第27話 金庫室その3


「ともかく、早くアルバートに知らせんと」


 彼は金庫を閉じる。そうするとそれは再び鉄の箱にしか見えなくなった。

 彼に連れられ、私たちはこの部屋を出る。

 ザドックさんは急足でどこかへ向かう。きっと息子さんのところだろう。

 ……私、ここで待ってたらいいのかな?

 適当に窓の外を眺める事数分、ドタドタと煩い足音がこちらへと近づいてくるのがわかる。人数は五人くらい。

 姿勢を正し、そちらを見てみると、ザッドクさんを先頭に少し後ろに四十くらいの身なりの良い男性と三名の警護兵らしき人物が見える。おそらくあの男性が息子のアルバートさんだろう。

 彼らはザドックさんに引き連られ、中へ入っていく。

 その際何名か私をチラ見していたけれど、まあ明らかな部外者がいれば見てしまうし仕方ないだろう。

 彼らを見送り、また少しの間待機。

 また何かしら適当なことを考えようかとも思っていたところ、急にドアが開けられて、警備兵たちが慌ただしく走り去っていく。他の仲間に伝令でもしにいくのだろうか。


「……ああヨシノさん、慌ただしくてすみません。こちら現領主で息子の」

「アルバート・アシュクラフトと申します」

「これはご丁寧に、聖騎士の夜詩乃と申します」


 息子さんが右手を差し出してきたので、同じように握り返す。


「いやはやまさかこんな……、アシュクラフト家始まって以来の不祥事が起こるなんて。父さん、前の点検の時には確かにあったんだよな?」

「間違いない。書類を一つ一つ確認した。あれから儂はこの部屋に入っていない。アルバートもそうだろう」

「ああ、私もここ最近は近づいてもいないな。鍵もここにある」


 息子さんは懐から彼が持っていたのと同じ古びた鍵を取り出す。


「しかし、そうなると一体いつ誰が何の目的であれを持ち出したのだ? あんな物があってもただの賊には何の役にも立たないだろうに」


 おや? あのことは伝えていないのだろうか? 

 横目でザドックさんの様子を伺う。


「その事だがなアルバート。儂らがあの設計図を確認したかったのには訳があってな。実は」


 そう言って、私が旧教会堂の墓地、その地下深くから感じた妙な気配のこと、その事がもしかすればあの三十年前から続く事件と関わりがあるかもしれないことを彼に伝えた。


「まさか、あれを知る者は実際に造った当時の建設者たちと私たちだけのはずだ。当時の建設者たちは皆とっくに死んでいるし、機密事項だから家族にさえ秘密にしていたはずだ。私だってそれを知ったのは当主を継いでからだし、当然幼いブライアンもこの事は知るはずがない。
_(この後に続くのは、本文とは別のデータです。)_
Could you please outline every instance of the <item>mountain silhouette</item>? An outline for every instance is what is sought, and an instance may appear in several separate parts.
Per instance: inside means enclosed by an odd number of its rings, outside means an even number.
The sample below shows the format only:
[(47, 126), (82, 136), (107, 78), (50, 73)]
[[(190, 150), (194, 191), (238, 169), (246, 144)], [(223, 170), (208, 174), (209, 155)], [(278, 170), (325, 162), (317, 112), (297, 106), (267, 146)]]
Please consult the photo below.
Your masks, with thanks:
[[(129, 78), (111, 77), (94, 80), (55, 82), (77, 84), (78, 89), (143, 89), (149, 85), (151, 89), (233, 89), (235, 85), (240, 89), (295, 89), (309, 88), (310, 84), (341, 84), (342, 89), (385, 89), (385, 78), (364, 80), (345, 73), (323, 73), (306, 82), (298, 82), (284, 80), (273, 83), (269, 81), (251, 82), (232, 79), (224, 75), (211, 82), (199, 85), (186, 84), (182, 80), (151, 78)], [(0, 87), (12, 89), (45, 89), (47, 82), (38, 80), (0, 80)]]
第一、あの事件は設計図が盗まれるよりも前から続いていただろう? ならこれとは関係ないのではないか?」


 ふむ。確かにそうとも考えられる。一連の出来事が関係しているという確証もないが、逆に関係していないとも言い切れない。

 というかぶっちゃけ、私はこの件と事件が関係しているように思う。勘だけど。

 でも勘だけじゃ根拠が薄いどころかないも同然だし、どう言って言いくるめたものか。

 いや、待てよ。確かあの中には高価そうな魔導書もあったよね。それが手付かずだったということは。 
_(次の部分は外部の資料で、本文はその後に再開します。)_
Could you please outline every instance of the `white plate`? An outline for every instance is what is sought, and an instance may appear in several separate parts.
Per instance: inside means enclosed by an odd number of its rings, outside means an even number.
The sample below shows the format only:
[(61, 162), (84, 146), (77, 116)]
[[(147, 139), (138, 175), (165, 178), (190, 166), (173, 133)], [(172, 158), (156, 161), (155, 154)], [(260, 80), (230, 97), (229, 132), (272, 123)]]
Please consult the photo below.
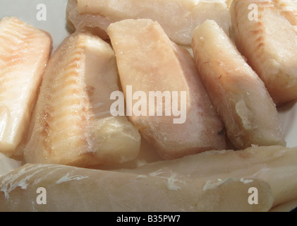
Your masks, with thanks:
[[(67, 0), (1, 0), (0, 19), (4, 16), (17, 16), (36, 28), (47, 31), (53, 38), (53, 52), (68, 35), (66, 20)], [(42, 4), (42, 5), (40, 5)], [(45, 20), (38, 19), (42, 8), (46, 7)], [(43, 14), (44, 16), (44, 14)], [(279, 109), (281, 122), (288, 147), (297, 146), (297, 104), (291, 103)], [(143, 153), (143, 156), (145, 153)], [(157, 159), (153, 156), (148, 161)], [(0, 154), (0, 175), (20, 166), (20, 162)]]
「確かに関係はないかもしれませんね。ですが少し気になる事があります」

「と、言いますと」

「設計図の他に、何か盗まれた物はありましたか。具体的には高価な物や貴重な物など売れば一財産になりそうなものは」

「……薄暗い部屋ですし、先ほども少しだけ確認した程度でしたが、魔物の体内から出てきた宝石や龍種の炎で溶けて腕と一体化してしまった黄金の剣、水晶髑髏などは手付かずで残されていましたな」


 こわ!? 何でそんなのあるの? 

 これ金庫室とか武器庫じゃなくて、もう曰く付きの物を封じておく何かだよね。そりゃあんなに霊魂も溢れるよ。多分半数くらいここで死んだ人じゃなくてそれに宿ってた人たちだよ。ついでに言わせてもらうなら周囲に施した魔法のせいで外に行くこともできないからずっとそのままだよ。そら近寄りたくないわこんなとこ。

 まあいい、あとでまとめて浄化すればいいだけの話だし。それよりも取られた物がそれだけなら犯人の目的と居場所はおおよそ見当がつく。


「剣はともかく、懐に入れられそうな宝石と髑髏が持ち出されていないのならば、これは物取りの仕業ではありませんね。間違いなく、悪意を持って地下迷宮を利用しようとする輩の仕業です」

「なるほど、金銭目当てならばそれらに目もくれず設計図のみを持ち出したのは確かに不可解ですな」

「ええ、それに賊はこの家の内部を徹底的に調べ上げていると思われます。目的の物を所在と突き止め、あっさり鍵を盗み出し、更には気づかせずに元に戻す手腕、ついでに言うならば本人以外開けられるはずのない金庫から設計図を奪取し、今の今まで気づかせなかったのですから。これは事前に入念な下調べが行われたとみていいでしょう」


 どこかの探偵のようなセリフがすらすらと口から出てくる。私もびっくり。実は探偵の才能でもあったのかな? 実際の探偵は事件を解決したりしないらしいけど。


「私もその意見には同意します。となればやはりこれはあの事件とは無関係と言っていいでしょう。十七の娘を攫うあの怪物が今更あんな物を必要とするわけがないですからな」


 言えてる。彼が犯人ではないので盗んだ人間は別だろうけど、確かに今更感があるのは否めない。

 とりあえず犯行の手口は考えないでおこう。未知の大魔法とか使われたらお手上げだし。これだからファンタジーとミステリーは相性悪いのよね。まじで何でもありだし。

 となれば詰めるなら犯行動機からだ。どうして今? 盗むならもっと前のはずだ。どうして今更。

 …………ああなるほどそう言うことか。そう考えれば辻褄が合う。だけれども犯人が誰か知らないけど、そうなって来ると話が色々と変わってくるよ、かなーーーーーーり面倒な方向へ。


「そうかもしれませんね。ですが何者かがその設計図を悪用しようと盗み出したのは事実。ならば賊は必ずそこへ足を運ぶはずです。……早速案内していていただいてもよろしいでしょうか?」


 早いところ確認しないと日が沈む。そうなって来ればうかうかしていられない。私が犯人なら必ず何かしらの行動に移すだろう。


「案内とは、どこへですか?」


 ザドックさんが首を傾げる。

 ……あ、ちゃんと口で言わないと伝わらないよねそりゃ。